Normani looked up. "I guess you prove that theory wrong."

"That I do." The Latina gave her friend a sweet smile. "So in your paper, be sure not to make that mistake. Kids only get the genes from their parents, the amount of melanin in the eye is affected by polymorphisms that only they're responsible for. Multiple genes are involved, so we can't say for certain eye colour follows the same track as something like Huntington's Disease or sickle cell anemia."

"I'm guessing those are more genetic." Normani glanced up again.

"Yeah." Lauren frowned in the mirror and tugged her shirt off, grabbing another one and giving it an inspective sniff. "I love pathology and disease, it's one of the most research-forward fields right now. Camila could tell you more though."

"No, I think you've done more than enough." Normani made a soft sighing nose, clicking her pen and starting to nibble on the end. "The last time I asked for information from Camila she locked me into a two hour debate over something called the crisper locus."

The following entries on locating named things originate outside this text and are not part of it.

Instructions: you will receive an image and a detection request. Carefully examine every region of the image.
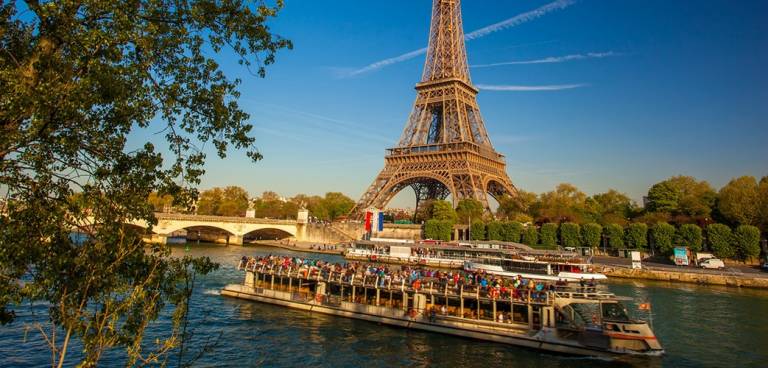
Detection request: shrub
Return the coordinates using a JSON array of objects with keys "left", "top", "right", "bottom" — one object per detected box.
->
[
  {"left": 539, "top": 222, "right": 557, "bottom": 247},
  {"left": 603, "top": 224, "right": 624, "bottom": 249},
  {"left": 470, "top": 221, "right": 485, "bottom": 240},
  {"left": 523, "top": 225, "right": 539, "bottom": 246},
  {"left": 624, "top": 222, "right": 648, "bottom": 249},
  {"left": 486, "top": 221, "right": 504, "bottom": 241},
  {"left": 424, "top": 219, "right": 453, "bottom": 241},
  {"left": 560, "top": 222, "right": 581, "bottom": 247},
  {"left": 733, "top": 225, "right": 760, "bottom": 261},
  {"left": 501, "top": 221, "right": 523, "bottom": 243},
  {"left": 707, "top": 224, "right": 736, "bottom": 259},
  {"left": 675, "top": 224, "right": 702, "bottom": 252},
  {"left": 581, "top": 222, "right": 603, "bottom": 248},
  {"left": 651, "top": 222, "right": 675, "bottom": 254}
]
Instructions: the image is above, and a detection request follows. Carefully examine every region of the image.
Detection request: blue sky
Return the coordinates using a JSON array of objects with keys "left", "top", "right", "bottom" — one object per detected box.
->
[{"left": 130, "top": 0, "right": 768, "bottom": 206}]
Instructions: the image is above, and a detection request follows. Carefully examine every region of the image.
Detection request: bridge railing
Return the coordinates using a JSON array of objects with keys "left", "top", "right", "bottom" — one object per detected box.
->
[{"left": 155, "top": 213, "right": 297, "bottom": 225}]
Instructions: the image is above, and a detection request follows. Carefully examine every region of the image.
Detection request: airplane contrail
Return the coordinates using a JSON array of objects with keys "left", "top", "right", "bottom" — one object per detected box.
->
[
  {"left": 347, "top": 0, "right": 576, "bottom": 77},
  {"left": 472, "top": 51, "right": 621, "bottom": 68},
  {"left": 476, "top": 84, "right": 587, "bottom": 92}
]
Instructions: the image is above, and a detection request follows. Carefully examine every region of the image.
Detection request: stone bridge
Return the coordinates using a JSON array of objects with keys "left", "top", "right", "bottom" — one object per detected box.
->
[{"left": 131, "top": 213, "right": 306, "bottom": 245}]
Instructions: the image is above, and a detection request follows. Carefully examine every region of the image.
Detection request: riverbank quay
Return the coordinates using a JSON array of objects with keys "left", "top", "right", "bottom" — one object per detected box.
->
[
  {"left": 595, "top": 264, "right": 768, "bottom": 289},
  {"left": 249, "top": 240, "right": 345, "bottom": 255}
]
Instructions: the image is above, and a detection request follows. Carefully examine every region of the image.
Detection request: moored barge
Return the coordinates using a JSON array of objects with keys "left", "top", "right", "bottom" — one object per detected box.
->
[{"left": 222, "top": 262, "right": 663, "bottom": 357}]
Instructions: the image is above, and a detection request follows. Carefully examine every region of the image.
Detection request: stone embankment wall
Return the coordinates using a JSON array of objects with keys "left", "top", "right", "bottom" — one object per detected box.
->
[{"left": 602, "top": 266, "right": 768, "bottom": 289}]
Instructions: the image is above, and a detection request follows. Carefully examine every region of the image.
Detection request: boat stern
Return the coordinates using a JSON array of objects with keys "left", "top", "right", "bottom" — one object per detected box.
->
[{"left": 603, "top": 321, "right": 664, "bottom": 355}]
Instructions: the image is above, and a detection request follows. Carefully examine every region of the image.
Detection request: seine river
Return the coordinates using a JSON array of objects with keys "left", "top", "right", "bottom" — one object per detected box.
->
[{"left": 0, "top": 246, "right": 768, "bottom": 368}]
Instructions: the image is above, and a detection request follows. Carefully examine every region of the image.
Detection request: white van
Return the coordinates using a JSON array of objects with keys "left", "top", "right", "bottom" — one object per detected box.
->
[{"left": 699, "top": 258, "right": 725, "bottom": 269}]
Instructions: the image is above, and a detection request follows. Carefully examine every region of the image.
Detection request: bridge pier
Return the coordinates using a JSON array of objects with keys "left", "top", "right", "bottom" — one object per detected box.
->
[{"left": 227, "top": 235, "right": 243, "bottom": 245}]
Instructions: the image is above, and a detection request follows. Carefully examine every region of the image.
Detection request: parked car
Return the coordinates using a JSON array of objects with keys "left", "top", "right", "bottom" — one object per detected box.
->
[{"left": 699, "top": 258, "right": 725, "bottom": 269}]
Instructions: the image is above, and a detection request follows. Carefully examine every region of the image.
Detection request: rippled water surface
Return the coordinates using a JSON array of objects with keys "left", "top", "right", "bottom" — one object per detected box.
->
[{"left": 0, "top": 246, "right": 768, "bottom": 368}]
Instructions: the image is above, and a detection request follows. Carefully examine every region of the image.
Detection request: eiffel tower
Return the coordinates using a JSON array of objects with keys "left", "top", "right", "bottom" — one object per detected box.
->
[{"left": 351, "top": 0, "right": 517, "bottom": 218}]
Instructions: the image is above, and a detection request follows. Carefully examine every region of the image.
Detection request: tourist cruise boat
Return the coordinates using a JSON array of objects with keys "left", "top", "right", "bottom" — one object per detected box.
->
[
  {"left": 221, "top": 263, "right": 664, "bottom": 357},
  {"left": 344, "top": 239, "right": 607, "bottom": 282}
]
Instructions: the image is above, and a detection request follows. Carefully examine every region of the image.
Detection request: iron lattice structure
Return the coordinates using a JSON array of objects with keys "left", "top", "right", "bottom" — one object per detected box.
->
[{"left": 352, "top": 0, "right": 517, "bottom": 218}]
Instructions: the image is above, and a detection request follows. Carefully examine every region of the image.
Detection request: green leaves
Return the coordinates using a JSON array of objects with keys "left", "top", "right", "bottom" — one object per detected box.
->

C-R-I-S-P-R." Lauren clarified, looking over her bare shoulder. "We're learning to genetically alter pig organs and match the MHC complexes with humans so we can eventually start doing transplants wi—"

"Bye nerd." Normani was on her feet with a towel over her shoulder, halfway out of the change room before Lauren could even turn around. "You're lucky I don't stuff you into a locker and leave you there!"